The Senning lab focuses on the mechanisms of ion channel regulation in a class of sensory neurons known as nociceptors. The brain receives signals from the peripheral nervous system through the spinal cord. Some of these signals come in through the dorsal horn from DRG nociceptors, which extend processes out to the peripheral tissues, where molecular receptors act to change the excitability of the neuron. Because of its role in pain sensation, our research effort is directed at the function of TRPV1, which is a non-selective ion channel expressed in nociceptors. We consider three aspects of TRPV1 regulation and consequences to nociceptor excitability:

Nociceptors are modulated by a wide variety of sensory inputs. In the case of TRPV1 positive neurons, capsaicinoids, heat, acid and oxidation directly activate gating of TRPV1 to affect the excitability of the nociceptor. The poly-modal activation of TRPV1 beckons the question as to how such a broad set of inputs at near physiological levels can be integrated by the channel to modulate opening and closing.

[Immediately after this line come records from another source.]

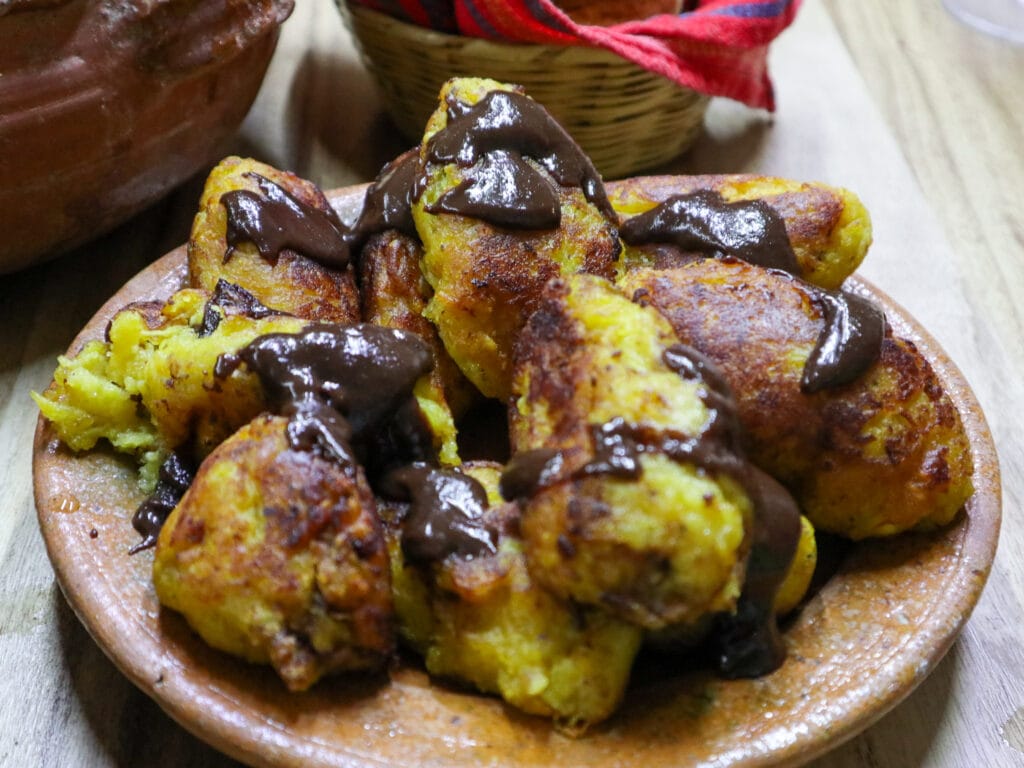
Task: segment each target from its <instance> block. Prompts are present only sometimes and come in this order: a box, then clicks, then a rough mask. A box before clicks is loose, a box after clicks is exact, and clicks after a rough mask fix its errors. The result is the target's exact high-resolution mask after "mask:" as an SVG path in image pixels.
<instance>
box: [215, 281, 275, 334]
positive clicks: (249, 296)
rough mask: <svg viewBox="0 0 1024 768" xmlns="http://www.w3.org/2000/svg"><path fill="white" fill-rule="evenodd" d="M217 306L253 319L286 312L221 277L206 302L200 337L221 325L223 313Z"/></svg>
mask: <svg viewBox="0 0 1024 768" xmlns="http://www.w3.org/2000/svg"><path fill="white" fill-rule="evenodd" d="M217 307H220V309H221V311H222V312H223V313H224V314H225V315H229V314H242V315H245V316H246V317H252V318H253V319H264V318H266V317H272V316H274V315H281V314H284V312H281V311H279V310H276V309H270V308H269V307H267V306H266V305H264V304H263V302H261V301H260V300H259V299H257V298H256V297H255V296H253V295H252V294H251V293H249V292H248V291H247V290H246V289H244V288H242V286H237V285H234V284H233V283H228V282H227V281H226V280H224V279H223V278H221V279H220V280H218V281H217V285H216V287H215V288H214V289H213V295H212V296H211V297H210V300H209V301H208V302H206V308H205V309H204V310H203V324H202V325H201V326H200V328H199V331H198V332H197V335H198V336H199V337H200V338H202V337H204V336H209V335H210V334H212V333H213V332H214V331H216V330H217V328H218V327H219V326H220V321H221V313H220V312H218V311H217Z"/></svg>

Tissue inflammation results in the presences of an inflammatory soup that bathes the nociceptor in signaling molecules that influence the function of TRPV1 both directly (for example through acidity) or indirectly through signaling cascades. Both calcium and phosphatidylinositol 4,5-bisphosphate (PIP2) act as second messengers to influence the function of TRPV1, but the contentious issue is to what degree these act directly on the channel versus through indirect mechanisms such as channel phosphorylation.

The pseudo-unipolar character of the DRG nociceptor is evident given its branched axon and absence of any post-synaptic structures. This presents an interesting problem since an organizational polarity is lacking that would place TRPV1 at the periphery of the nociceptor. Our research is directed at identifying a mechanism that recruits TRPV1 to physiologically relevant sites.